Max (Louis C.K.) is a terrier who enjoys a comfy life in a Manhattan high-rise, until his owner and best friend brings home Duke, a giant inconsiderate and aloof Newfoundland (Modern Family‘s Eric Stonestreet). In a series of attempts to get the other in trouble, the two are left stranded and lost on the streets of New York, and are forced to work together to find their way home, all the while trying to avoid a gang of former housepets (led by bunny Kevin Hart) who are hell bent on destroying humans.
The plot borrows heavily from both Toy Story and Toy Story 2, as well as Trains Planes & Automobiles, though it doesn’t come close to matching the humor or the charm of any of them. I don’t think it’s coincidence that the initial trailer offered very little in way of plot, but rather concentrated on the aspects of what pets do when left to their own devices. Those scenes, reserved for the opening sequences, are cute and witty, and really set a very unique tone. Unfortunately, that tone is quickly discarded, and we’re left with a rather formulaic story. The Secret Life of Pets would have worked incredibly well as a short film, had it ended after the first seven minutes.
One of the biggest issues with the film is that the conflict between Max and Duke is resolved almost immediately, and we’re left with a rather standard buddy adventure movie. With films like Trains, Planes & Automobiles and Toy Story, the two leads, whose personalities are very different from each other, are forced to resolve their differences in order to accomplish a common goal, eventually creating a bond and friendship. This is typically done over the course if the film, creating not only tension, but some opportunities for real comedic moments, but we’re deprived of those opportunities in this film, as it happens so quickly.

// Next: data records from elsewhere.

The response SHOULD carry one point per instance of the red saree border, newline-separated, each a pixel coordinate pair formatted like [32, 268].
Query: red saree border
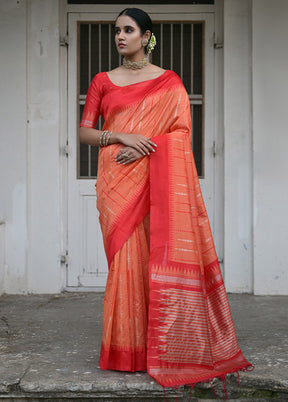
[123, 358]
[218, 356]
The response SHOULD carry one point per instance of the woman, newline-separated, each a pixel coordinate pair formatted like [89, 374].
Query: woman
[165, 308]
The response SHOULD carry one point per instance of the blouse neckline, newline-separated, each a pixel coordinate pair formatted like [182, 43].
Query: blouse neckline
[135, 83]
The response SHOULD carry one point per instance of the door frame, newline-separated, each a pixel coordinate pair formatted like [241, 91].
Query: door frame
[154, 10]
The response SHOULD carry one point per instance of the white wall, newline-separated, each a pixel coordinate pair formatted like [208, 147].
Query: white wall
[13, 278]
[270, 135]
[238, 242]
[43, 145]
[29, 152]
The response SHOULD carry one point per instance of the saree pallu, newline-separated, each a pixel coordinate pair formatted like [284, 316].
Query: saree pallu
[165, 306]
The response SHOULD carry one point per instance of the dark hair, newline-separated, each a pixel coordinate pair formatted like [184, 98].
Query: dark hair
[141, 18]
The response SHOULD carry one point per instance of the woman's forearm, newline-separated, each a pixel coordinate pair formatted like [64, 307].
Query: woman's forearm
[92, 136]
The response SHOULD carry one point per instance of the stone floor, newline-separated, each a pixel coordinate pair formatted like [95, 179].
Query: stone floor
[49, 350]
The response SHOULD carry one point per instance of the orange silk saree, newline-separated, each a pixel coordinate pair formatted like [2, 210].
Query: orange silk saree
[165, 307]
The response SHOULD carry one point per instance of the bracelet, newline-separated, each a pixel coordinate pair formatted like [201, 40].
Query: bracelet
[105, 138]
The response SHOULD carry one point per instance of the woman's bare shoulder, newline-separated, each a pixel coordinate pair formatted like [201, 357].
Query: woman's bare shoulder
[157, 69]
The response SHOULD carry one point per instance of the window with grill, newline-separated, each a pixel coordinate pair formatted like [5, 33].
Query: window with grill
[179, 48]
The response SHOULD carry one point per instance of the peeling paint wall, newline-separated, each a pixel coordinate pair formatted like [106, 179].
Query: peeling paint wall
[238, 243]
[43, 144]
[13, 174]
[270, 143]
[29, 152]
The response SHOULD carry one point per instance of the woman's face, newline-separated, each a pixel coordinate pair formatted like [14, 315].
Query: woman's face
[128, 36]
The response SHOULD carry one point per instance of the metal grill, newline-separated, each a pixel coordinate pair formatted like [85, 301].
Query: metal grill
[179, 48]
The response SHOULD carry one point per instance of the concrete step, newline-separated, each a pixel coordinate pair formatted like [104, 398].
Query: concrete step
[49, 350]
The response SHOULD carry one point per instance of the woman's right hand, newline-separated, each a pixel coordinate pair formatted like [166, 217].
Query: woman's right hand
[139, 142]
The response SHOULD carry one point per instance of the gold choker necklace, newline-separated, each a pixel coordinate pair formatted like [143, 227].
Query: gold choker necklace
[134, 65]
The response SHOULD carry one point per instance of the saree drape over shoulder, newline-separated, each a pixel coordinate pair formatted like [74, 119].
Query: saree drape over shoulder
[165, 308]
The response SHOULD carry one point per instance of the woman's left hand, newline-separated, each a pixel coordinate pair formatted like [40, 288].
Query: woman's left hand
[128, 155]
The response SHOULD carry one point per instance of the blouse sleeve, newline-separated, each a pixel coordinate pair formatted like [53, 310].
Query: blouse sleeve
[92, 106]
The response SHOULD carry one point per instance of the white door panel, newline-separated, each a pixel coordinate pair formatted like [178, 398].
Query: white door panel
[87, 266]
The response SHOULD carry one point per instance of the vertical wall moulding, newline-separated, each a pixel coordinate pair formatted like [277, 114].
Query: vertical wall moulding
[44, 156]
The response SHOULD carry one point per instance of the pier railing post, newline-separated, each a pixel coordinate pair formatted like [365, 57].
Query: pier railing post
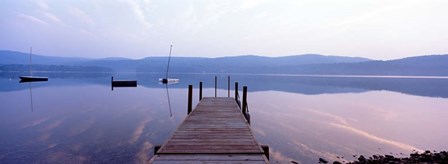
[200, 91]
[228, 86]
[244, 108]
[216, 85]
[190, 98]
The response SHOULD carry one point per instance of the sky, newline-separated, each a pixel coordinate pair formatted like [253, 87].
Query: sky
[375, 29]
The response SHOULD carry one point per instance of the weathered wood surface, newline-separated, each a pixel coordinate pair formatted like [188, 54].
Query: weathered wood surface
[217, 132]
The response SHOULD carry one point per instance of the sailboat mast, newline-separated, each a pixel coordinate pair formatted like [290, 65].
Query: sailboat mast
[31, 52]
[168, 66]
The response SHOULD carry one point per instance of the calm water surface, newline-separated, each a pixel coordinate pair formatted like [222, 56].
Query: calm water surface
[81, 120]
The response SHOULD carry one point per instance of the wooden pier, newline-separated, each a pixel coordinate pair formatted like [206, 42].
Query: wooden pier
[216, 131]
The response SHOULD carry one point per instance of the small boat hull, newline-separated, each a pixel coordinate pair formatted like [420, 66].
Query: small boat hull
[124, 83]
[32, 78]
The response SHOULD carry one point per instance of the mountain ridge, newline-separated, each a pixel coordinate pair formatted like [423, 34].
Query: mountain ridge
[432, 65]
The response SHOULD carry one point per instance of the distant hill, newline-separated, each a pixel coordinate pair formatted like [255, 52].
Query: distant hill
[431, 65]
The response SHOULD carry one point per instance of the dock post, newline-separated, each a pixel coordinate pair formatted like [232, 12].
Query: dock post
[244, 108]
[200, 91]
[228, 86]
[216, 85]
[156, 149]
[236, 91]
[112, 83]
[190, 98]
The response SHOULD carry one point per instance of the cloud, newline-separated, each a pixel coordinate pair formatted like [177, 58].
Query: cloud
[81, 16]
[41, 4]
[32, 19]
[139, 13]
[52, 17]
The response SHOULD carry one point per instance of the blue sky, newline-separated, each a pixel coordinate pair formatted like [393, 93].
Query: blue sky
[377, 29]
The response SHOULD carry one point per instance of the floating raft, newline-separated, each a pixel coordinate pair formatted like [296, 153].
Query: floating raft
[214, 132]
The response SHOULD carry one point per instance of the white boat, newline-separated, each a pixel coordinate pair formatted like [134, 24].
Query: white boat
[167, 80]
[32, 78]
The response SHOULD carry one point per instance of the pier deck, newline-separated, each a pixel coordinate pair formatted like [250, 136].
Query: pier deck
[215, 132]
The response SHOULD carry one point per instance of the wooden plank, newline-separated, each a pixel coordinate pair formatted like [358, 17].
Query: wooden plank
[214, 132]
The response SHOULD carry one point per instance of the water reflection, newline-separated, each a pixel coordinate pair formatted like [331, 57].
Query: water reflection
[300, 118]
[342, 125]
[85, 124]
[309, 85]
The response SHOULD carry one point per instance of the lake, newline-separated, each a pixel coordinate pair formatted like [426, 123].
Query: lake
[77, 118]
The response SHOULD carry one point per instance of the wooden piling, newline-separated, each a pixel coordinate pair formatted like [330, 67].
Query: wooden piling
[265, 150]
[228, 86]
[216, 85]
[200, 91]
[244, 106]
[190, 98]
[236, 91]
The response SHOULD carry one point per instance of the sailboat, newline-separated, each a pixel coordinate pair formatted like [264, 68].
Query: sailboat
[32, 78]
[167, 80]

Louis C.K., who ranks amongst George Carlin and Richard Pryor as one of comedy’s greatest minds, is completely wasted here. The material gives him very little to work with, forcing him to act as the reactionary straight man. That’s not to say he doesn’t have a few moments, but not nearly enough for the star of the film, let alone one as funny as C.K. I would assume someone with his skills as a writer and filmmaker would have recognized that the material was mediocre at best, but I suppose the allure of starring in an animated film is tough to pass up.
The rest of the casting is pretty effective, with a few real standouts. I wouldn’t be surprised if Kevin Hart’s cuddly yet murderous bunny Snowball gets his own film. It’s not often when you want to spend more time with the film’s antagonist than with the film’s heroes (Spaceballs come to mind). I would have also liked to see more of Bobby Moynihan as Mel the hyperactive pug, as well as Dana Carvey’s elderly paraplegic basset hound, Pops (Carvey is essentially playing his Grumpy Old Man character from SNL, but it’s still pretty darn fun to watch). Like Louie C.K., comedy greats like Steve Coogan, Hannibal Burres and Albert Brooks are completed under utilized (this is the second animated film of the summer to under use Albert Brooks).
Perhaps the most disappointing use of a character is Eric Stonestreet’s Duke. Duke just isn’t as developed as other characters of his type, like John Candy’s Del Griffith in Trains, Planes & Automobiles, or Pumba from The Lion King, resulting in rather bland chemistry between him and Max. If Max is going to be the straight man, then Duke needs to be a stronger funny man, but unfortunately they both fall short.
The Secret Life of Pets is charming, and it has it’s moments, but unfortunately neither the humor or heart are as strong as they should be. It’s worth watching, but you may want to wait until it’s available on Blu-ray or streaming services.